Mar 29 '22 15:03 bbimber

I think I see what's happening here. Using your example:

import anndata as ad

a = ad.read_h5ad("./outFile.h5ad")
a

AnnData object with n_obs × n_vars = 2700 × 13714
    obs: 'orig.ident', 'nCount_RNA', 'nFeature_RNA', 'seurat_annotations'
    var: '_index', 'features'

The obs_names are read correctly, while the var_names are not.

Checking how the dataframes have been encoded:

import h5py

f = h5py.File("outFile.h5ad")

dict(f["obs"].attrs)

{'_index': '_index',
 'column-order': array(['orig.ident', 'nCount_RNA', 'nFeature_RNA', 'seurat_annotations'],
       dtype=object),
 'encoding-type': 'dataframe',
 'encoding-version': '0.1.0'}

dict(f["var"].attrs)

{'_index': '_index', 'column-order': array(['features'], dtype=object)}

So, this is essentially the same issue as reported in #731. Basically, since dataframes were stored in a columnar format, anndata always annotated the hdf5 groups with an encoding type. However, we never checked for it, so it didn't matter for reading.

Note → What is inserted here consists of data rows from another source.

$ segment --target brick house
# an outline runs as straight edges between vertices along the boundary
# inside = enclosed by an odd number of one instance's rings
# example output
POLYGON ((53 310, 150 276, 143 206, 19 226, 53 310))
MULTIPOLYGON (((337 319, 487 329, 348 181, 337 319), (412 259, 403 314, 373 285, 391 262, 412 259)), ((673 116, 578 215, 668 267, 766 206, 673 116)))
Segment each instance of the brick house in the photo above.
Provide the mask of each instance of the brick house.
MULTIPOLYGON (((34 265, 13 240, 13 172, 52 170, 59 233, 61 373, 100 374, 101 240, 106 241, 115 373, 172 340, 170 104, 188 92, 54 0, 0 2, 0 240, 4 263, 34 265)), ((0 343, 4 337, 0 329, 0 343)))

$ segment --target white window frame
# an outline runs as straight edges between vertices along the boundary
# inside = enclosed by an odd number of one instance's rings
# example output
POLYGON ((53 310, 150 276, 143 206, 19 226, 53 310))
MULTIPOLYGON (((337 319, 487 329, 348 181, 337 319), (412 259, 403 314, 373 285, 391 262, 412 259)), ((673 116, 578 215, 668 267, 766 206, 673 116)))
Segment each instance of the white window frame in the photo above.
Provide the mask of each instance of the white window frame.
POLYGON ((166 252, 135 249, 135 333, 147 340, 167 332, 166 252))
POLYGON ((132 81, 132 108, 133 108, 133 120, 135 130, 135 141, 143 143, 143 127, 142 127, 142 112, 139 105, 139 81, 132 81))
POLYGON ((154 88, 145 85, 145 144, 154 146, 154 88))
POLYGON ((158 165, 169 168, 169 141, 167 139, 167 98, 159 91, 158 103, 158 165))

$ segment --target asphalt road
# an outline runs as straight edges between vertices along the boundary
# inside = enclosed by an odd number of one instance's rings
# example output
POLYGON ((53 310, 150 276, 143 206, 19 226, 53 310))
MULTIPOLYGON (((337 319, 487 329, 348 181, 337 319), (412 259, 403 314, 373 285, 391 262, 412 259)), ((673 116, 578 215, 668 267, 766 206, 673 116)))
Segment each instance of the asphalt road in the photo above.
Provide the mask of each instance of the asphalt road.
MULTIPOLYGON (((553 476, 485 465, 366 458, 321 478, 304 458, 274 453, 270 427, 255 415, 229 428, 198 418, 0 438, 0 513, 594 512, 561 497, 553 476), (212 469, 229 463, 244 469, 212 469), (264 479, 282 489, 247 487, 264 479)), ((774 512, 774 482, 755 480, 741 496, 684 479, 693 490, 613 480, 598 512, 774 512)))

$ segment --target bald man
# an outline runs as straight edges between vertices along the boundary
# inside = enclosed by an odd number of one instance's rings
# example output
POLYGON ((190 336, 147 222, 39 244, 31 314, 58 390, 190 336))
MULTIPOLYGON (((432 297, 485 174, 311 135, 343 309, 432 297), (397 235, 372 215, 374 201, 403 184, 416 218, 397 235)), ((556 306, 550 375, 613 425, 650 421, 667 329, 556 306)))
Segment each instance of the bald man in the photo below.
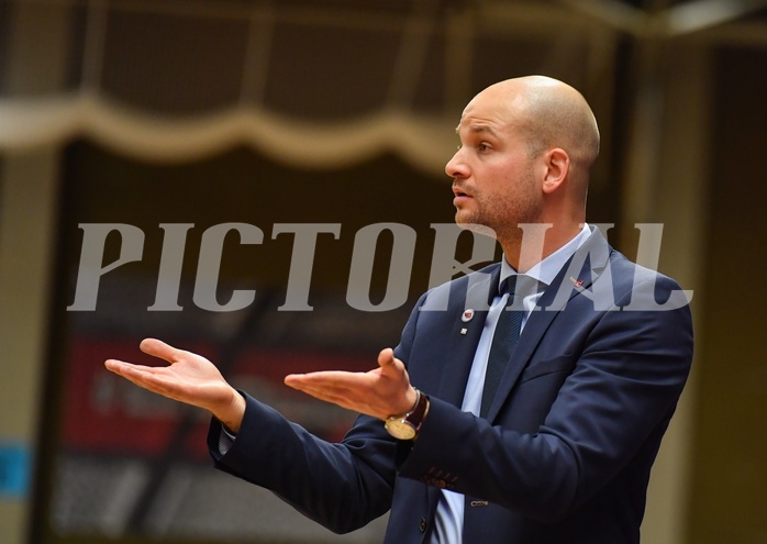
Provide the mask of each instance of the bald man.
POLYGON ((503 259, 424 293, 375 369, 286 378, 360 413, 341 443, 156 340, 142 349, 168 366, 107 367, 209 410, 219 468, 333 531, 390 510, 388 544, 636 544, 690 368, 688 304, 585 222, 599 131, 578 91, 496 84, 457 134, 456 222, 497 236, 503 259))

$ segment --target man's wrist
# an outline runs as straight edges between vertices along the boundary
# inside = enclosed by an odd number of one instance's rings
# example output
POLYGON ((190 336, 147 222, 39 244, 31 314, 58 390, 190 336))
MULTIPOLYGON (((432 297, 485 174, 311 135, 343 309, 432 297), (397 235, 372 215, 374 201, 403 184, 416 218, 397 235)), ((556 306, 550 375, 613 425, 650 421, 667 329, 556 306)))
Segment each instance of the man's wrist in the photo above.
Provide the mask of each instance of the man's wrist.
POLYGON ((230 434, 234 435, 240 432, 240 426, 242 425, 243 418, 245 417, 245 408, 247 407, 247 402, 245 401, 245 397, 243 397, 240 391, 236 389, 232 389, 232 401, 226 409, 218 413, 213 413, 213 415, 221 422, 230 434))

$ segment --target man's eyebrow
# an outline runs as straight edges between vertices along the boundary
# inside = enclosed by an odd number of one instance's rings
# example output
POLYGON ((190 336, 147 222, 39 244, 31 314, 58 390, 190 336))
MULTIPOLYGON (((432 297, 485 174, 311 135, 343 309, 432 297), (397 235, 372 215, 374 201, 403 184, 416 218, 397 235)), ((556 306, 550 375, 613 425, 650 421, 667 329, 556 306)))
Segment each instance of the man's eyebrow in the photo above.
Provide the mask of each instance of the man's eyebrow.
MULTIPOLYGON (((492 127, 488 126, 487 124, 470 124, 469 126, 467 126, 467 130, 469 132, 475 133, 475 134, 480 134, 480 133, 486 132, 486 133, 490 134, 491 136, 496 136, 496 137, 498 136, 496 131, 492 130, 492 127)), ((460 125, 455 127, 455 133, 458 134, 459 132, 460 132, 460 125)))

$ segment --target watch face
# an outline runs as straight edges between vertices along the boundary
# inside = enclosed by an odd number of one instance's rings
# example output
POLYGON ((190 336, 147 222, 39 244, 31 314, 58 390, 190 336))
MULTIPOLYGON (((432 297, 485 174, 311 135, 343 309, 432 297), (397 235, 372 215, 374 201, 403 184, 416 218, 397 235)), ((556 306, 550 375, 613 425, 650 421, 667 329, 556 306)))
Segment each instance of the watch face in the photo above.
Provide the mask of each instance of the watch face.
POLYGON ((415 429, 410 422, 404 421, 402 418, 388 419, 386 420, 385 426, 394 438, 412 440, 415 437, 415 429))

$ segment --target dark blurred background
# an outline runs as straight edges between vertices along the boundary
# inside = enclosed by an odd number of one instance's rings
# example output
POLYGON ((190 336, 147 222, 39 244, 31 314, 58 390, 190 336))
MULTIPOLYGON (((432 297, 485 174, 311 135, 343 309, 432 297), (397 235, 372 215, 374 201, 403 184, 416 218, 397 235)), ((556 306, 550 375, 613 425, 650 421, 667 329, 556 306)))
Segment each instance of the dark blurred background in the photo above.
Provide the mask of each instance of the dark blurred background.
POLYGON ((443 168, 466 102, 527 74, 597 114, 588 221, 640 259, 663 224, 694 293, 644 542, 767 543, 767 0, 0 0, 0 542, 380 542, 386 519, 340 537, 213 470, 204 414, 102 364, 158 336, 342 436, 354 415, 282 376, 369 368, 449 236, 492 257, 448 226, 443 168))

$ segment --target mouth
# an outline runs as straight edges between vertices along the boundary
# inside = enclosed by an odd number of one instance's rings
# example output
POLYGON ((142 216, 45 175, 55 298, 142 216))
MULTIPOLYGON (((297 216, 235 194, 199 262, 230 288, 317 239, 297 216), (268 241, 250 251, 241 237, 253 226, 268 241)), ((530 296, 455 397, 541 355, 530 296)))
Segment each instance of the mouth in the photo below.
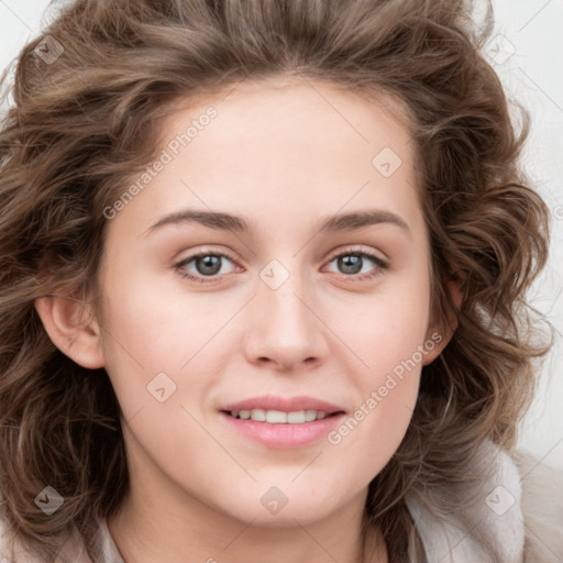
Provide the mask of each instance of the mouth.
POLYGON ((286 412, 284 410, 274 409, 244 409, 222 411, 225 415, 239 420, 254 420, 255 422, 267 422, 269 424, 302 424, 305 422, 313 422, 343 413, 344 411, 325 412, 324 410, 292 410, 286 412))
POLYGON ((336 427, 345 410, 311 397, 264 396, 220 409, 233 437, 278 450, 306 448, 318 443, 336 427))

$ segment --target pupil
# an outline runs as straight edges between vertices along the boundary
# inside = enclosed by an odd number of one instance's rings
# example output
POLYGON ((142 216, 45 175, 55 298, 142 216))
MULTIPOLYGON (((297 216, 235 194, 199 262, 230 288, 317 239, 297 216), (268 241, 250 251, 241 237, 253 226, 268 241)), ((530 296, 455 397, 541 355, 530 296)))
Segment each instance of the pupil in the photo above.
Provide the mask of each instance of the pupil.
POLYGON ((342 266, 346 274, 357 274, 362 269, 362 257, 355 254, 347 254, 339 258, 339 266, 342 266))
POLYGON ((221 269, 220 256, 200 256, 197 260, 197 267, 200 274, 214 275, 221 269))

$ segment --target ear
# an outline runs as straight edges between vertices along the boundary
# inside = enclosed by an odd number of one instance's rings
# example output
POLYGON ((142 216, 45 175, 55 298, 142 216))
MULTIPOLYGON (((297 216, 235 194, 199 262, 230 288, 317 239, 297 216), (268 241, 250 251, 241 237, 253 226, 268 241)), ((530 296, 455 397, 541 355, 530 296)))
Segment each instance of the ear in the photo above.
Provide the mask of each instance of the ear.
MULTIPOLYGON (((463 269, 457 269, 455 272, 450 272, 450 275, 444 280, 450 295, 455 303, 455 308, 459 310, 463 302, 463 292, 461 286, 465 282, 465 272, 463 269)), ((434 347, 429 351, 422 361, 422 365, 431 364, 444 350, 450 340, 452 339, 455 330, 457 329, 457 318, 454 313, 450 314, 448 318, 448 325, 432 325, 429 327, 427 332, 427 341, 430 340, 434 342, 434 347)))
POLYGON ((43 327, 53 344, 78 365, 103 367, 100 325, 91 306, 70 297, 40 297, 35 300, 43 327))

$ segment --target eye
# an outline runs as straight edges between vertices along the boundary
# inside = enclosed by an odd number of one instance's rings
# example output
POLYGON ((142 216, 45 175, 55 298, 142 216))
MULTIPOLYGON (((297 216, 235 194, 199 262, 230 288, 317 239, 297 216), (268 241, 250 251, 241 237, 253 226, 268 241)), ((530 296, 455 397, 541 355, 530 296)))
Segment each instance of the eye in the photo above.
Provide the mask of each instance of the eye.
POLYGON ((199 282, 201 284, 217 282, 213 279, 219 274, 229 274, 222 271, 224 261, 233 263, 233 260, 221 252, 200 252, 184 258, 174 265, 181 277, 199 282), (191 267, 189 267, 191 264, 191 267), (205 279, 210 277, 211 279, 205 279))
POLYGON ((358 249, 347 249, 345 252, 333 256, 329 264, 333 262, 336 263, 336 267, 341 271, 340 273, 346 274, 346 277, 354 276, 354 279, 357 280, 373 279, 382 274, 382 271, 388 268, 388 264, 385 261, 371 252, 358 249), (374 268, 372 266, 372 268, 366 272, 364 266, 369 267, 369 263, 372 265, 375 264, 376 267, 374 268), (357 276, 357 274, 361 275, 357 276))
MULTIPOLYGON (((234 260, 228 254, 203 251, 174 264, 174 268, 178 271, 179 275, 184 278, 201 284, 209 284, 218 282, 217 276, 228 275, 233 272, 224 272, 223 266, 225 261, 234 264, 234 260)), ((336 267, 341 269, 341 274, 345 274, 345 277, 351 277, 357 282, 373 279, 382 274, 384 269, 388 268, 388 264, 385 261, 371 252, 358 249, 347 249, 333 256, 329 264, 333 262, 335 262, 336 267), (372 264, 371 268, 369 264, 372 264), (368 267, 367 272, 364 269, 365 266, 368 267)))

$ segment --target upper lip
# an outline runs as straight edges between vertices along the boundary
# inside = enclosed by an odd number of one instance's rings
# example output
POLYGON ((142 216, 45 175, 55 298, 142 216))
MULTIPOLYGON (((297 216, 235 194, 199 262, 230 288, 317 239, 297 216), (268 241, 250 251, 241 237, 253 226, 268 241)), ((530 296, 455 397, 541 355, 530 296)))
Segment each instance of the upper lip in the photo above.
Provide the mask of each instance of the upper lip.
POLYGON ((344 409, 328 402, 325 400, 316 399, 314 397, 276 397, 274 395, 264 395, 262 397, 252 397, 238 402, 231 402, 221 407, 220 410, 280 410, 284 412, 295 412, 298 410, 322 410, 328 415, 334 412, 343 412, 344 409))

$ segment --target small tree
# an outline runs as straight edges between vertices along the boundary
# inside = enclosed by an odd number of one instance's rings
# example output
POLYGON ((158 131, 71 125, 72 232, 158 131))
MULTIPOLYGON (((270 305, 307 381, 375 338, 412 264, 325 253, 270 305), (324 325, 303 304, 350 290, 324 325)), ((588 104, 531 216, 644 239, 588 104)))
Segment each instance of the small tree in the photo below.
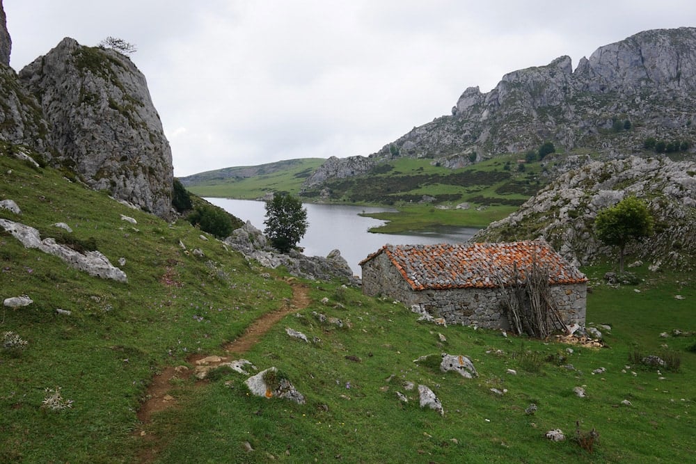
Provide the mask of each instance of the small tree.
POLYGON ((626 244, 652 234, 654 219, 647 205, 635 197, 626 197, 597 214, 594 229, 597 237, 607 245, 619 247, 619 272, 624 272, 626 244))
POLYGON ((100 42, 99 46, 102 48, 110 48, 127 56, 138 51, 138 48, 134 44, 111 35, 100 42))
POLYGON ((539 159, 544 159, 547 154, 550 154, 556 151, 556 147, 553 146, 553 142, 544 142, 539 147, 539 159))
POLYGON ((304 237, 309 223, 302 202, 291 195, 276 193, 266 202, 266 230, 273 246, 287 253, 304 237))

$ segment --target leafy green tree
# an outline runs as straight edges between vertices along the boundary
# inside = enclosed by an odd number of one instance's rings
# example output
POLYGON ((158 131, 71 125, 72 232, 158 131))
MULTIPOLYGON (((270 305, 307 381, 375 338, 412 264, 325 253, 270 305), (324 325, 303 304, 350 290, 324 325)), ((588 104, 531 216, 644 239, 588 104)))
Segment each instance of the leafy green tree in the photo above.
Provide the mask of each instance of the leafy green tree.
POLYGON ((266 230, 271 243, 280 253, 287 253, 304 237, 309 223, 307 210, 299 198, 276 193, 266 202, 266 230))
POLYGON ((191 201, 191 194, 178 179, 174 179, 172 188, 172 206, 180 213, 189 211, 193 207, 191 201))
POLYGON ((602 209, 594 219, 597 237, 607 245, 619 247, 619 272, 624 272, 624 253, 632 240, 651 235, 655 220, 647 205, 633 196, 602 209))
POLYGON ((550 154, 556 151, 556 147, 553 146, 553 142, 544 142, 539 147, 539 159, 544 159, 547 154, 550 154))
POLYGON ((222 208, 213 205, 199 205, 189 214, 189 222, 201 230, 219 239, 229 237, 235 228, 230 215, 222 208))

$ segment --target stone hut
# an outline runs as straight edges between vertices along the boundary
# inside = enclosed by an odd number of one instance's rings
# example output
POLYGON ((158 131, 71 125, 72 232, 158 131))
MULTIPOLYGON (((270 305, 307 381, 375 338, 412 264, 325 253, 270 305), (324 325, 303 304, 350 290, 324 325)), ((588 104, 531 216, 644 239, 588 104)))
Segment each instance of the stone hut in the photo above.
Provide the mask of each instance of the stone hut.
POLYGON ((514 271, 522 283, 533 264, 567 325, 585 325, 587 279, 544 241, 505 243, 385 245, 361 262, 363 292, 419 305, 448 323, 509 329, 504 305, 514 271))

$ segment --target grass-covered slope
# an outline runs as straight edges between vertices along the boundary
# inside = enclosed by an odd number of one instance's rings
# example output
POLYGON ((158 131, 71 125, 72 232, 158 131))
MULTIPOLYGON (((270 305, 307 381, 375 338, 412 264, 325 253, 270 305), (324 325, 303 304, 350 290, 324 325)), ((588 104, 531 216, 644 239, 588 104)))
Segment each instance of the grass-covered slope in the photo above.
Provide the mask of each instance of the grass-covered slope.
POLYGON ((260 369, 276 367, 305 404, 253 397, 246 376, 221 371, 203 383, 173 380, 175 406, 141 424, 136 413, 155 374, 193 368, 191 353, 225 354, 223 344, 253 320, 287 307, 291 288, 278 278, 287 276, 203 240, 188 223, 169 225, 50 169, 0 157, 0 199, 8 198, 22 213, 0 209, 0 217, 42 237, 61 234, 54 223, 68 223, 71 241, 95 245, 113 263, 125 258, 128 282, 90 277, 0 236, 0 296, 34 301, 1 310, 0 334, 13 331, 29 344, 0 351, 0 462, 688 462, 696 448, 696 354, 687 349, 696 339, 660 336, 696 330, 693 278, 642 268, 636 271, 644 281, 617 289, 601 283, 606 269, 586 270, 594 287, 588 321, 612 330, 604 330, 608 347, 572 353, 553 340, 419 323, 390 300, 339 282, 303 282, 308 305, 239 357, 260 369), (191 253, 196 248, 204 257, 191 253), (681 360, 676 371, 629 361, 636 351, 666 357, 665 350, 681 360), (479 376, 413 362, 443 352, 468 356, 479 376), (406 382, 430 387, 444 416, 419 407, 406 382), (56 387, 72 408, 42 407, 45 389, 56 387), (587 397, 576 396, 576 387, 587 397), (531 403, 533 415, 525 412, 531 403), (599 432, 593 452, 572 440, 576 421, 583 432, 599 432), (569 438, 544 438, 557 428, 569 438))
POLYGON ((296 194, 305 179, 325 161, 303 158, 226 168, 182 177, 181 181, 189 191, 201 197, 255 200, 269 191, 296 194))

Now that we are relying on that encoding info, and never wrote out a dataframe without it, we didn't account for "partially correct" written files in this release. Seurat disk should write this metadata, but I'll make a bug fix which works while complaining loudly about this. See the conversation on the other issue for more.

Mar 29 '22 16:03 ivirshup

This issue has been automatically marked as stale because it has not had recent activity. Please add a comment if you want to keep the issue open. Thank you for your contributions!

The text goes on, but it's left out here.